Charles Alloncle dépose sa première proposition de loi contre les conflits d'intérêts à l'audiovisuel public
Le député UDR Charles Alloncle a déposé une proposition de loi pionnière visant à prévenir les conflits d'intérêts au sein des sociétés nationales de programme de l'audiovisuel public, première concrétisation des travaux de sa commission d'enquête parlementaire.
Cette initiative s'inscrit dans la foulée du rapport Alloncle, publié fin avril après six mois d'auditions parfois houleuses.
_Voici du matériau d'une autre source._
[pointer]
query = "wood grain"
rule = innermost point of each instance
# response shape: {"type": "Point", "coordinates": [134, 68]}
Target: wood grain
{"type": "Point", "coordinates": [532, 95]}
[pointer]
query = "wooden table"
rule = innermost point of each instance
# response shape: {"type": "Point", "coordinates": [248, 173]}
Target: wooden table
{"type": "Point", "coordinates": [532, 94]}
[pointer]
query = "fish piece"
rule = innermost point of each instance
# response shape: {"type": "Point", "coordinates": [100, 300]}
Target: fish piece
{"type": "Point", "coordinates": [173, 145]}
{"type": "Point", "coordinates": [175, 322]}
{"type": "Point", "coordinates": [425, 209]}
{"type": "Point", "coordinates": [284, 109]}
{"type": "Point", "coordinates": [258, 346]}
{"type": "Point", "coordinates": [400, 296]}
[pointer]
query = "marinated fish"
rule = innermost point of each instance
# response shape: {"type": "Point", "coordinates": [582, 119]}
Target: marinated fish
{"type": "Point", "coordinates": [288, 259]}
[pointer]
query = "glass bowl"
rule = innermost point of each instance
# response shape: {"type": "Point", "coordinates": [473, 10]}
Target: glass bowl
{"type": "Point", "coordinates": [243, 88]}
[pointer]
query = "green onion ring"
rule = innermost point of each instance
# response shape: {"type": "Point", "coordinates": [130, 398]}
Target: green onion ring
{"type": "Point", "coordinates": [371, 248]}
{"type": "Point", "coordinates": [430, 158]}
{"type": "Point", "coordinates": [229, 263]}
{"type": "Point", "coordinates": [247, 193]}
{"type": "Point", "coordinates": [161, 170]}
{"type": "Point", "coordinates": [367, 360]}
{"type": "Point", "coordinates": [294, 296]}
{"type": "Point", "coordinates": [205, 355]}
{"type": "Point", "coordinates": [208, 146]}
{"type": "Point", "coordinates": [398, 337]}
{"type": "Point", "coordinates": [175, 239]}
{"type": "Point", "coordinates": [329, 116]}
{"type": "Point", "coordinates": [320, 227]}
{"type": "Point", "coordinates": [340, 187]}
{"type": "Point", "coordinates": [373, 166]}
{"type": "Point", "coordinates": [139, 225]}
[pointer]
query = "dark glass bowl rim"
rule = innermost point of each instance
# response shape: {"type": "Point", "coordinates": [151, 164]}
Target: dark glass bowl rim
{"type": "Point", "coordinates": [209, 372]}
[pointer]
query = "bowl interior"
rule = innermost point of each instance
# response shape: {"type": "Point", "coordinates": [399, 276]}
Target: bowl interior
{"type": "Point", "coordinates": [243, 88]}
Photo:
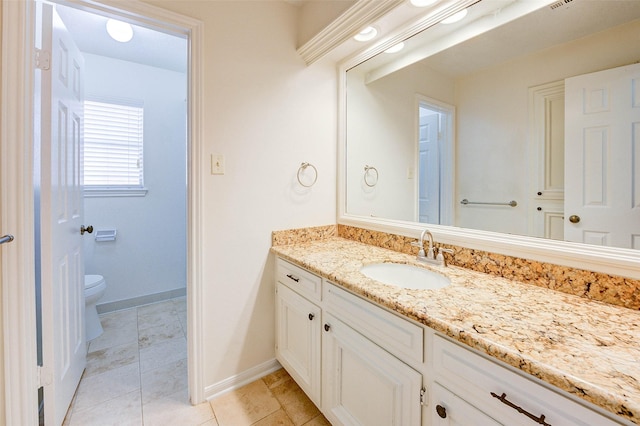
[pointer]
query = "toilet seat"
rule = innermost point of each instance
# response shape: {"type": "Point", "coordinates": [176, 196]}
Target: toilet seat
{"type": "Point", "coordinates": [91, 281]}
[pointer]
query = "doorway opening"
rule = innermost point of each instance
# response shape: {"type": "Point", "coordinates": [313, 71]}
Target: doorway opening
{"type": "Point", "coordinates": [435, 138]}
{"type": "Point", "coordinates": [138, 267]}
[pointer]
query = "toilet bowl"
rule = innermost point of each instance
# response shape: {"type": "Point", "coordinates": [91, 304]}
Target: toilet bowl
{"type": "Point", "coordinates": [94, 287]}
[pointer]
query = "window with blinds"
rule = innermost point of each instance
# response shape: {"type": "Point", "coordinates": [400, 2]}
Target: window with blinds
{"type": "Point", "coordinates": [113, 146]}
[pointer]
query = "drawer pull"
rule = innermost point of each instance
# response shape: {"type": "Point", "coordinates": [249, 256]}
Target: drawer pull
{"type": "Point", "coordinates": [503, 398]}
{"type": "Point", "coordinates": [293, 277]}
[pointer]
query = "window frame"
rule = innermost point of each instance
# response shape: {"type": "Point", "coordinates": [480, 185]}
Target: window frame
{"type": "Point", "coordinates": [115, 190]}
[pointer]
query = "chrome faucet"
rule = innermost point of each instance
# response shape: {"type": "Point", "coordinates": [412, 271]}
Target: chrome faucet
{"type": "Point", "coordinates": [430, 256]}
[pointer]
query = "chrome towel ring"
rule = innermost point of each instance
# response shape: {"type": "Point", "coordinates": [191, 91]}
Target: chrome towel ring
{"type": "Point", "coordinates": [303, 167]}
{"type": "Point", "coordinates": [369, 180]}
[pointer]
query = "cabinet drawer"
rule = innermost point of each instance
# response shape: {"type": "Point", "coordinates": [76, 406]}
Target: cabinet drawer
{"type": "Point", "coordinates": [296, 278]}
{"type": "Point", "coordinates": [396, 335]}
{"type": "Point", "coordinates": [482, 382]}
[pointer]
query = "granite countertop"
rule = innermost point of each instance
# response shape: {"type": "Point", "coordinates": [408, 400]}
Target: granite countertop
{"type": "Point", "coordinates": [587, 348]}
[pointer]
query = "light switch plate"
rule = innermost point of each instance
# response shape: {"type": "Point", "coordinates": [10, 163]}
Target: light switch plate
{"type": "Point", "coordinates": [217, 164]}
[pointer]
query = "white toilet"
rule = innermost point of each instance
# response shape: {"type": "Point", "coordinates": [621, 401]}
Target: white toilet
{"type": "Point", "coordinates": [94, 287]}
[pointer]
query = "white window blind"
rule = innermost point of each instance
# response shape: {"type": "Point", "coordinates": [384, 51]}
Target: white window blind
{"type": "Point", "coordinates": [113, 145]}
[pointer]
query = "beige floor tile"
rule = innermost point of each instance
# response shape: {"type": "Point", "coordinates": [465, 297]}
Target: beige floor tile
{"type": "Point", "coordinates": [180, 304]}
{"type": "Point", "coordinates": [279, 418]}
{"type": "Point", "coordinates": [176, 410]}
{"type": "Point", "coordinates": [295, 402]}
{"type": "Point", "coordinates": [164, 381]}
{"type": "Point", "coordinates": [245, 405]}
{"type": "Point", "coordinates": [318, 421]}
{"type": "Point", "coordinates": [276, 378]}
{"type": "Point", "coordinates": [166, 307]}
{"type": "Point", "coordinates": [124, 410]}
{"type": "Point", "coordinates": [119, 328]}
{"type": "Point", "coordinates": [110, 358]}
{"type": "Point", "coordinates": [97, 389]}
{"type": "Point", "coordinates": [156, 319]}
{"type": "Point", "coordinates": [171, 329]}
{"type": "Point", "coordinates": [166, 352]}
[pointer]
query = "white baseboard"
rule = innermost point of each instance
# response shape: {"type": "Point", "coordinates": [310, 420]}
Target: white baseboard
{"type": "Point", "coordinates": [239, 380]}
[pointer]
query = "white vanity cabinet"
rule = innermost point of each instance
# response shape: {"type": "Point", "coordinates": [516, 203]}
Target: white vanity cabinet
{"type": "Point", "coordinates": [298, 326]}
{"type": "Point", "coordinates": [364, 382]}
{"type": "Point", "coordinates": [364, 365]}
{"type": "Point", "coordinates": [464, 380]}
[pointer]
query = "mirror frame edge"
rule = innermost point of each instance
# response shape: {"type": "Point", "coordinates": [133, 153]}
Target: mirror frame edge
{"type": "Point", "coordinates": [607, 260]}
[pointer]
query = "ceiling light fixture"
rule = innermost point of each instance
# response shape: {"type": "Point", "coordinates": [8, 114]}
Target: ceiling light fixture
{"type": "Point", "coordinates": [396, 48]}
{"type": "Point", "coordinates": [119, 31]}
{"type": "Point", "coordinates": [423, 3]}
{"type": "Point", "coordinates": [367, 34]}
{"type": "Point", "coordinates": [455, 17]}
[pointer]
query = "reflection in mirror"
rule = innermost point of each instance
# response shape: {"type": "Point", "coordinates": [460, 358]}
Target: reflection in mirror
{"type": "Point", "coordinates": [543, 109]}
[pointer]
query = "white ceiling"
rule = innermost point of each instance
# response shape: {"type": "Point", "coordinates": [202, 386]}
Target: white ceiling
{"type": "Point", "coordinates": [148, 47]}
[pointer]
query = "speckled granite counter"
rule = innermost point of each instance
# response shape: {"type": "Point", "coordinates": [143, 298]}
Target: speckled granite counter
{"type": "Point", "coordinates": [589, 349]}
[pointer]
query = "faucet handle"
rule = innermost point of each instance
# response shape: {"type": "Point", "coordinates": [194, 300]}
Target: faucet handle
{"type": "Point", "coordinates": [440, 255]}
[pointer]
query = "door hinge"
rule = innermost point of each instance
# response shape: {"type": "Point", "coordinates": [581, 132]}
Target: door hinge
{"type": "Point", "coordinates": [44, 376]}
{"type": "Point", "coordinates": [423, 396]}
{"type": "Point", "coordinates": [42, 59]}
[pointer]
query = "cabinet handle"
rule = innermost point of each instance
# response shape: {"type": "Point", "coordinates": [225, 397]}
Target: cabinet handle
{"type": "Point", "coordinates": [503, 398]}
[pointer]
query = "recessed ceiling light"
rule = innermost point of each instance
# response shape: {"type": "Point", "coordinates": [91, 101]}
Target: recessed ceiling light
{"type": "Point", "coordinates": [396, 48]}
{"type": "Point", "coordinates": [119, 31]}
{"type": "Point", "coordinates": [423, 3]}
{"type": "Point", "coordinates": [367, 34]}
{"type": "Point", "coordinates": [455, 17]}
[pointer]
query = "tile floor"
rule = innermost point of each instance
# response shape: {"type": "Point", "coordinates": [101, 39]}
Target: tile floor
{"type": "Point", "coordinates": [136, 375]}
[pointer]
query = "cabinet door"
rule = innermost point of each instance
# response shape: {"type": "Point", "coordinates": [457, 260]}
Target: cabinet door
{"type": "Point", "coordinates": [298, 337]}
{"type": "Point", "coordinates": [448, 409]}
{"type": "Point", "coordinates": [363, 384]}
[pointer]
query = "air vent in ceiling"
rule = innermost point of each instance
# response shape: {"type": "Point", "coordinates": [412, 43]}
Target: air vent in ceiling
{"type": "Point", "coordinates": [560, 4]}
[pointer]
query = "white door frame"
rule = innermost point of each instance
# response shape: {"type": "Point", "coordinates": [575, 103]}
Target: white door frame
{"type": "Point", "coordinates": [16, 170]}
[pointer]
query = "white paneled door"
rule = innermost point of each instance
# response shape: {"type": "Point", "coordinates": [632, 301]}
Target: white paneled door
{"type": "Point", "coordinates": [602, 158]}
{"type": "Point", "coordinates": [61, 215]}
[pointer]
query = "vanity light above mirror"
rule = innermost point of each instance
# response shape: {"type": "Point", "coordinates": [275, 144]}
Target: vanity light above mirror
{"type": "Point", "coordinates": [375, 67]}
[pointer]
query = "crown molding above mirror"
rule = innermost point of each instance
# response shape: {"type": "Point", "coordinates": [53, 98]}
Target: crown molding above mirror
{"type": "Point", "coordinates": [609, 260]}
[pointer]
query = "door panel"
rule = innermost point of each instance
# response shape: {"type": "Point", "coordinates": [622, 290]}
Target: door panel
{"type": "Point", "coordinates": [601, 155]}
{"type": "Point", "coordinates": [61, 214]}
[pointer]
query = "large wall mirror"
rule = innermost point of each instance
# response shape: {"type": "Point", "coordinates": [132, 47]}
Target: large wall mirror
{"type": "Point", "coordinates": [519, 123]}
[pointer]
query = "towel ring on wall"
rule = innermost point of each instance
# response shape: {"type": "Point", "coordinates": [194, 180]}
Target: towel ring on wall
{"type": "Point", "coordinates": [303, 166]}
{"type": "Point", "coordinates": [367, 169]}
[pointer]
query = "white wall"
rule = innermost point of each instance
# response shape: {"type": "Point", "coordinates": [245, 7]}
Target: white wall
{"type": "Point", "coordinates": [266, 112]}
{"type": "Point", "coordinates": [149, 254]}
{"type": "Point", "coordinates": [382, 128]}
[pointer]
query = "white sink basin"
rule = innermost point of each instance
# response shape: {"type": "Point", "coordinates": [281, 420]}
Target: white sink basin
{"type": "Point", "coordinates": [405, 276]}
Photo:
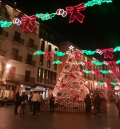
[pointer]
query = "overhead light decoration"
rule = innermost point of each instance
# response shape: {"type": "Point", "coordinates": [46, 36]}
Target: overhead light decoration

Rapporteur de la commission d'enquête sur la neutralité, le fonctionnement et le financement de l'audiovisuel public, Charles Alloncle y dénonçait un système de castes, d'opacité et de privilèges, notamment dans l'attribution des contrats de production. Avec près de 4 milliards d'euros de fonds publics annuels, l'audiovisuel public - dont France Télévisions - doit selon lui renforcer sa transparence pour restaurer la confiance des contribuables. Le rapport préconisait déjà d'étendre les contrôles sur les reconversions des dirigeants et agents vers le privé, soulignant des risques d'apparence de favoritisme.
Enregistrée sous le numéro 2791 à l'Assemblée nationale, la proposition de loi comporte un article unique modifiant la loi de 1986 sur la liberté de communication. Elle étend le contrôle de la Haute Autorité pour la transparence de la vie publique (HATVP) aux présidents, membres des organes dirigeants et agents des sociétés comme France Télévisions, Radio France ou France Médias Monde. Sont visés ceux impliqués dans la sélection, conclusion ou supervision de contrats de production, coproduction ou commande d'œuvres audiovisuelles. Dès qu'ils envisagent une activité - rémunérée ou non - dans une entreprise liée à leurs fonctions dans les trois ans suivant leur départ, la HATVP vérifie la compatibilité pour éviter toute interférence entre intérêts publics et privés.
L'exposé des motifs alerte sur les failles actuelles : les achats externalisés massifs (865 millions d'euros en 2024 pour France Télévisions, dont 770 millions sans appel d'offres) exposent à des orientations éditoriales biaisées. Des exemples tirés des auditions montrent des hausses de contrats après passages de cadres dans des sociétés de production, ou vice versa. La déport actuelle (signature supplémentaire pour conflits) est jugée insuffisante, et les comités d'investissement ad hoc manquent de motivation sur les choix. Proportionnée, la mesure n'impose ni interdiction systématique ni coût additionnel, mais s'appuie sur la jurisprudence du Conseil d'État pour prévenir même l'apparence de conflit.
Signée par Charles Alloncle, Éric Ciotti et l'ensemble du groupe Union des droites pour la République, cette proposition pourrait être examinée lors de la niche parlementaire UDR le 25 juin. Elle ouvre la voie à d'autres textes transposant les 69 recommandations du rapport, comme l'interdiction pour les salariés d'être à la tête de sociétés de production ou la fin des animateurs-producteurs.